Os dermatófitos compreendem um grupo de fungos filamentosos de grande interesse na área
da saúde, devido à sua capacidade de parasitar os tecidos queratinizados, como a pele, pêlos e
unhas, e à sua ampla distribuição no mundo. Como conseqüência desse parasitismo instala-se
um processo infeccioso de dermatofitose, a partir do qual pode ocorrer uma diversidade de
manifestações clínicas, acometendo pessoas de ambos os gêneros e de todos os grupos etários.

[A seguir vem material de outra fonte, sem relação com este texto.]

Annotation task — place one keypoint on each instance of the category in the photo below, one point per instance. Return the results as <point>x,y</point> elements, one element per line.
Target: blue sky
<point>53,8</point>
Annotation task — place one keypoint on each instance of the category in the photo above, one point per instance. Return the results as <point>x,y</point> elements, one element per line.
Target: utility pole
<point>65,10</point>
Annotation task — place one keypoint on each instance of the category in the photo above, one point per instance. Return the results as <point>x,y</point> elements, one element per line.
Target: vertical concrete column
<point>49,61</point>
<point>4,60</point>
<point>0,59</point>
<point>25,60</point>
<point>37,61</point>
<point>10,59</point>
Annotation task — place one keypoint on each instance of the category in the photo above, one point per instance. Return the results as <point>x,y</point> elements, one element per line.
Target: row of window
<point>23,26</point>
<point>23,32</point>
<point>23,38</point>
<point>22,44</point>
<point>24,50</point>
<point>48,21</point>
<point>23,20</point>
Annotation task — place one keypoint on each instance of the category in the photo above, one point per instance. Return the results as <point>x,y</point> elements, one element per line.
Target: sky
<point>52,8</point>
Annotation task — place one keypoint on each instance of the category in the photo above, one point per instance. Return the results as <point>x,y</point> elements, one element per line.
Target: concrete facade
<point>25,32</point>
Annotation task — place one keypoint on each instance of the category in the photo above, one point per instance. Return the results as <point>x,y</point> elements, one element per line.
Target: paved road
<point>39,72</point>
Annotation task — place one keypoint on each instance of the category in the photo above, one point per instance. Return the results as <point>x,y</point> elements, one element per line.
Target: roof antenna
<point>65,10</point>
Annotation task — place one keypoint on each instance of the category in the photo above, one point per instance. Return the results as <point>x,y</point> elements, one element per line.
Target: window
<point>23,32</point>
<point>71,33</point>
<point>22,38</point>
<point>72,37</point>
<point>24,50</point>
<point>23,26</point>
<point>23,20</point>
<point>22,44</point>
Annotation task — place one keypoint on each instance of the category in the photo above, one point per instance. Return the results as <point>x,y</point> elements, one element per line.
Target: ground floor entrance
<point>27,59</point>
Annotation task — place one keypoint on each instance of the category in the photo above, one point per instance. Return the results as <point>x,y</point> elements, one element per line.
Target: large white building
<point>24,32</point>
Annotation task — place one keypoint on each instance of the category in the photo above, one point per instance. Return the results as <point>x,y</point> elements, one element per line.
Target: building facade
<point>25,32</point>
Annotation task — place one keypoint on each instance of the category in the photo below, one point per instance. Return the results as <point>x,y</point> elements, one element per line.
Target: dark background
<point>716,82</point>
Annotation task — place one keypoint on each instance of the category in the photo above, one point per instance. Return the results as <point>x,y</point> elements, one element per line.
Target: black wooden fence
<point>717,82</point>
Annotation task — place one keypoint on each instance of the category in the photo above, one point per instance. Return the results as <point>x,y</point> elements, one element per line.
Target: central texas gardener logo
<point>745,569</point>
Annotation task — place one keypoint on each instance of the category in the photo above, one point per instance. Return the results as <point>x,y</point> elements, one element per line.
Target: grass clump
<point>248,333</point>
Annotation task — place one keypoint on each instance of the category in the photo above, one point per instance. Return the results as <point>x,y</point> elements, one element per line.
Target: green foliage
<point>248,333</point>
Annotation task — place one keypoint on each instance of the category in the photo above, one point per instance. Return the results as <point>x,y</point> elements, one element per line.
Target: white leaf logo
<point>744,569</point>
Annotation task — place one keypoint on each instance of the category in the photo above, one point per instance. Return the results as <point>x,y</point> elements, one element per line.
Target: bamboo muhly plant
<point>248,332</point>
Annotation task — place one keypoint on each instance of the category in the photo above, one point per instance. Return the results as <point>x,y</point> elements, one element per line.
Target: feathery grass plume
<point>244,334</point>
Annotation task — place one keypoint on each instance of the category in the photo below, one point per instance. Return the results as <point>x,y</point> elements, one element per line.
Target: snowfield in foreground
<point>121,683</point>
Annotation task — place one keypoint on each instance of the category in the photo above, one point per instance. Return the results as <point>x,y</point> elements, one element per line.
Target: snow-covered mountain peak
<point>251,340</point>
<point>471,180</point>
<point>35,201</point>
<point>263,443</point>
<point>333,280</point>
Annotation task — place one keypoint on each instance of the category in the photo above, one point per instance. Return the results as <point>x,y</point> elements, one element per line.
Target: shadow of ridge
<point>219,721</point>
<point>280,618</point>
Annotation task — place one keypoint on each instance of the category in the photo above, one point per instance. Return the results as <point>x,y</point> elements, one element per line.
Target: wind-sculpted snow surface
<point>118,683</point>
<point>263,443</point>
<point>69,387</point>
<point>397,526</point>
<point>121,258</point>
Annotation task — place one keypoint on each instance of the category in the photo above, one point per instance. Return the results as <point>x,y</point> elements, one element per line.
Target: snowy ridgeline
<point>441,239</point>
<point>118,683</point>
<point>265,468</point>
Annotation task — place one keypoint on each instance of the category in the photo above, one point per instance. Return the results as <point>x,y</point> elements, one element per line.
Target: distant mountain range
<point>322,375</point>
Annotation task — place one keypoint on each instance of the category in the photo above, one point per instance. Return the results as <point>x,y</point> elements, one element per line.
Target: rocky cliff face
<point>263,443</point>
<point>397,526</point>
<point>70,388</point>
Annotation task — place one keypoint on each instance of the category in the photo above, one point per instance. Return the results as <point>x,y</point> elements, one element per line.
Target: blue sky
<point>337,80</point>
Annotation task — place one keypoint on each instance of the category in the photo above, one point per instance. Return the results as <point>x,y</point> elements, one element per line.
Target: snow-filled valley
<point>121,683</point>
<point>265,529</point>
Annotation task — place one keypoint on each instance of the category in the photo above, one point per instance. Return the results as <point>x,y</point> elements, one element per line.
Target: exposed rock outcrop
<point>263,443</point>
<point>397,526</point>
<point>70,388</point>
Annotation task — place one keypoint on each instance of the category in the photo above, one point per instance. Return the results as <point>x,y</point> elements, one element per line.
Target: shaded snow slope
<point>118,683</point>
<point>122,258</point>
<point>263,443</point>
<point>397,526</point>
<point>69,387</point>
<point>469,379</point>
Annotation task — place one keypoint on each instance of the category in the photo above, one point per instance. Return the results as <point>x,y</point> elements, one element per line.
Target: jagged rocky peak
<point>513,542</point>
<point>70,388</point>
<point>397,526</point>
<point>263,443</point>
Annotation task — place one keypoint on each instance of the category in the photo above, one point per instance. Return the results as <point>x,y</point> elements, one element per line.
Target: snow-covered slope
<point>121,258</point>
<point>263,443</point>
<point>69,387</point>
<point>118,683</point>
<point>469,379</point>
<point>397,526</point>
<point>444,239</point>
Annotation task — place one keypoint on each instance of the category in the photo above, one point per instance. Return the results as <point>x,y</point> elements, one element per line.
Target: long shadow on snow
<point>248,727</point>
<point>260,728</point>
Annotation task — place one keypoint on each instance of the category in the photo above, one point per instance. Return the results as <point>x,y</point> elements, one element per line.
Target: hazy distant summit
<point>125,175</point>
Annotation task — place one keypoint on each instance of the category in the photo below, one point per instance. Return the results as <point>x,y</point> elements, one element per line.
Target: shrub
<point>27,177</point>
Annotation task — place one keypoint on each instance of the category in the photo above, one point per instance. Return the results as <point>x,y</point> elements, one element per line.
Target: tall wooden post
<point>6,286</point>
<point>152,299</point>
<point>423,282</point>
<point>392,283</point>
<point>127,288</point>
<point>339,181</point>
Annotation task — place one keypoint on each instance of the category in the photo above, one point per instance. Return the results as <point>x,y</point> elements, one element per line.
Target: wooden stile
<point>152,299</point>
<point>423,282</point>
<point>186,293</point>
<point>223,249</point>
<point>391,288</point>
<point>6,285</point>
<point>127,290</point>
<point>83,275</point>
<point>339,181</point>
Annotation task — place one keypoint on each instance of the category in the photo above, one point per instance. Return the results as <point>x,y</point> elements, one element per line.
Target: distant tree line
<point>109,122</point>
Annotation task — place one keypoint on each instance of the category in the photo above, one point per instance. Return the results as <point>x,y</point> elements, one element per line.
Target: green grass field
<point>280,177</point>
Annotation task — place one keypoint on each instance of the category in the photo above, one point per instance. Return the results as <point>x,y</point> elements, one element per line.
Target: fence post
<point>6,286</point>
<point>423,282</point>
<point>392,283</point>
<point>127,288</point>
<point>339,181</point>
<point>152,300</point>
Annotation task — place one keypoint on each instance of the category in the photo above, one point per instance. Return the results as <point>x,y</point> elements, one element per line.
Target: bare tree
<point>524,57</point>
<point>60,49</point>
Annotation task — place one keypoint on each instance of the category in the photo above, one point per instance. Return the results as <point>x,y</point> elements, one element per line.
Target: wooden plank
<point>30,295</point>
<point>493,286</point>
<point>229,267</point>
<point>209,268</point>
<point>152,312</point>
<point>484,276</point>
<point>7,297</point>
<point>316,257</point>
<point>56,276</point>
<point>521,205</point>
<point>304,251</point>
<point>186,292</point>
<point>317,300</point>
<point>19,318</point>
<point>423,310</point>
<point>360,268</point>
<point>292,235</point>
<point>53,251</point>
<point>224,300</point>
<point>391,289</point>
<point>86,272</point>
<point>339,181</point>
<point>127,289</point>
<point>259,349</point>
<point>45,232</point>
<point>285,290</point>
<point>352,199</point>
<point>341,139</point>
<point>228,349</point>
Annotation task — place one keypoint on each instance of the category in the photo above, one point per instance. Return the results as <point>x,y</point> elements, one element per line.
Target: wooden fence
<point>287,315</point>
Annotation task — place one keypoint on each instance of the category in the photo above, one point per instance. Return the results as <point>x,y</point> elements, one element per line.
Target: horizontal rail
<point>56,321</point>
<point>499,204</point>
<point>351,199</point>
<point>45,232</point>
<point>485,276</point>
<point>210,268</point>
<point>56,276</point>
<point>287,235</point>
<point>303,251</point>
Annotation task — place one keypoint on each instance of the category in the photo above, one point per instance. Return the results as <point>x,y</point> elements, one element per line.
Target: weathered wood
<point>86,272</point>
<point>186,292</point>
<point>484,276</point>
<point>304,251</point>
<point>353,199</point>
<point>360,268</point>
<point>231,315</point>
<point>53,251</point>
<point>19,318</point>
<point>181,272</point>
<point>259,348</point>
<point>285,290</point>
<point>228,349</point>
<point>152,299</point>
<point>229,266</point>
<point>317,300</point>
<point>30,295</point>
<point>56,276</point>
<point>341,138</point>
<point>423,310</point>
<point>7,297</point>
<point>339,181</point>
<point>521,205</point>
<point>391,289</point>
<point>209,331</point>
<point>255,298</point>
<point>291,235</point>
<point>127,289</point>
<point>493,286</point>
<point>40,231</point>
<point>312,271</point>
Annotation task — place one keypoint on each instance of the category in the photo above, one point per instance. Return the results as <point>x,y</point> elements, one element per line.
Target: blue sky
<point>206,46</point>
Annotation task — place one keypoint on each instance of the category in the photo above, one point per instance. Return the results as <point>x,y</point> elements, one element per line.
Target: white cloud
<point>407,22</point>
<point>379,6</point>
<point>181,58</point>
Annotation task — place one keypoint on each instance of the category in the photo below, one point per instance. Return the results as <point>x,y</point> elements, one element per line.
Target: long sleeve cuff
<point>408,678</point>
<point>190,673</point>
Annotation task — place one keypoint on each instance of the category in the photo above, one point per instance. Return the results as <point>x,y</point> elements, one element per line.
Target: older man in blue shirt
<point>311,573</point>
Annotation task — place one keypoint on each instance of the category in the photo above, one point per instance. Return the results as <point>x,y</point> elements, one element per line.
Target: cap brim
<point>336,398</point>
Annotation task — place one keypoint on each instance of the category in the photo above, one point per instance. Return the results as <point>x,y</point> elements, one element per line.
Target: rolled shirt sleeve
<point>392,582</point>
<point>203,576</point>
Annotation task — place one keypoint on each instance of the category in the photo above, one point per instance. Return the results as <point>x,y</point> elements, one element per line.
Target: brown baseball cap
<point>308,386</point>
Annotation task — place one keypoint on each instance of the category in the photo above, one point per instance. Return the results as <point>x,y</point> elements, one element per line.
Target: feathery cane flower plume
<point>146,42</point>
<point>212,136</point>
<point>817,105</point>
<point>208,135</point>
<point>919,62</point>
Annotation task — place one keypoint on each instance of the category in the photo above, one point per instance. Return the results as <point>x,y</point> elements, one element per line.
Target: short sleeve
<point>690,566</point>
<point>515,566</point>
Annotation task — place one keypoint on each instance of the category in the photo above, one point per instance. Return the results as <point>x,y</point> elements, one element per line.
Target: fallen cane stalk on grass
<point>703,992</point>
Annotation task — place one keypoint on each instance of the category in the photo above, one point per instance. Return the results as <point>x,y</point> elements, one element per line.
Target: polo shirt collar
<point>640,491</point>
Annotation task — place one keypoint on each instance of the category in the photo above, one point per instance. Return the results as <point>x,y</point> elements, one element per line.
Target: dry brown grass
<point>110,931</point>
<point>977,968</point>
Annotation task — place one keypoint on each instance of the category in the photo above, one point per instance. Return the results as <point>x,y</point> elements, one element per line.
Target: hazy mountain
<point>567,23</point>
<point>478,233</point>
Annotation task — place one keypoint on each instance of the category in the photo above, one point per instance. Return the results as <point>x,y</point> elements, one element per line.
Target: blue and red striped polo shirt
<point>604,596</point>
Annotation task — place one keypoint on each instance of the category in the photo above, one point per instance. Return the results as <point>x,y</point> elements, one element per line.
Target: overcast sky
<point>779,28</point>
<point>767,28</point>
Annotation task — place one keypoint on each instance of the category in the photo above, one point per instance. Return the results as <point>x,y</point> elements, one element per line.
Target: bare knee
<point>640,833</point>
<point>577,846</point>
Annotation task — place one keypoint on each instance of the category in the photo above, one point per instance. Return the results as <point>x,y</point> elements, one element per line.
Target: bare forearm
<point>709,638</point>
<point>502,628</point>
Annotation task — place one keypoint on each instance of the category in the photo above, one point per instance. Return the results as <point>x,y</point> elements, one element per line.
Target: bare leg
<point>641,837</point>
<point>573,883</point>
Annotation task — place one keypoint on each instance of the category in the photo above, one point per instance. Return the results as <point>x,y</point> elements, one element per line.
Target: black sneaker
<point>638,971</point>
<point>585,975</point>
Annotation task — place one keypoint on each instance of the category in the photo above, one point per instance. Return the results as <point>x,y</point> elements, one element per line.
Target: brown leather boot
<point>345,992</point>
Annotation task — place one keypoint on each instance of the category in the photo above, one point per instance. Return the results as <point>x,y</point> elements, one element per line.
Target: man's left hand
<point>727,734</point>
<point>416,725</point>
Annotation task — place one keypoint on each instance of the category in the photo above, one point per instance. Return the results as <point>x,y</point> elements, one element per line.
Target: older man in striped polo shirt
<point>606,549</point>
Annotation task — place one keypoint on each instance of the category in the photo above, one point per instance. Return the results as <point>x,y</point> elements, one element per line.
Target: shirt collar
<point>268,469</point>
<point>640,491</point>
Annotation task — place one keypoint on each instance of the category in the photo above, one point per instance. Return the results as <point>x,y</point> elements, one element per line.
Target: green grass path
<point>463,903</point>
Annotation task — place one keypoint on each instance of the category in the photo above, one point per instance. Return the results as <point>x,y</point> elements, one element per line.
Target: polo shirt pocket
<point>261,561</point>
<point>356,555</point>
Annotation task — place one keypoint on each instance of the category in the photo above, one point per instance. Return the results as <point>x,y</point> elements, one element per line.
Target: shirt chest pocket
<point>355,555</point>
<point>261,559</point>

Os métodos laboratoriais para o diagnóstico micológico nem sempre permitem uma clara
definição do agente em nível de espécie. No presente estudo foram analisadas diferentes
estratégias para a extração de DNA e para a identificação molecular por PCR-RFLP das
principais espécies de dermatófitos. Duas regiões alvo, a região ITS/DNAr e o gene da
topoisomerase II foram analisadas, testando-se três protocolos de PCR e três enzimas de
restrição (DdeI, HinfI, HaeIII). Na extração do DNA, o método de lise utilizando pérolas de
vidro e a separação do DNA com base no método de Gustincich (1991) demonstrou
importantes vantagens. Nossos resultados demonstraram que o gene da topoisomerase II é
uma região alvo adequada para identificação das sete principais espécies de fungos
dermatófitos patogênicos, reforçando estudos anteriores, e apontaram para um novo protocolo
de RFLP-PCR, que se baseia em uma PCR desse gene utilizando o primer dPsD2, seguido da
digestão dos produtos obtidos com a enzima de restrição HaeIII.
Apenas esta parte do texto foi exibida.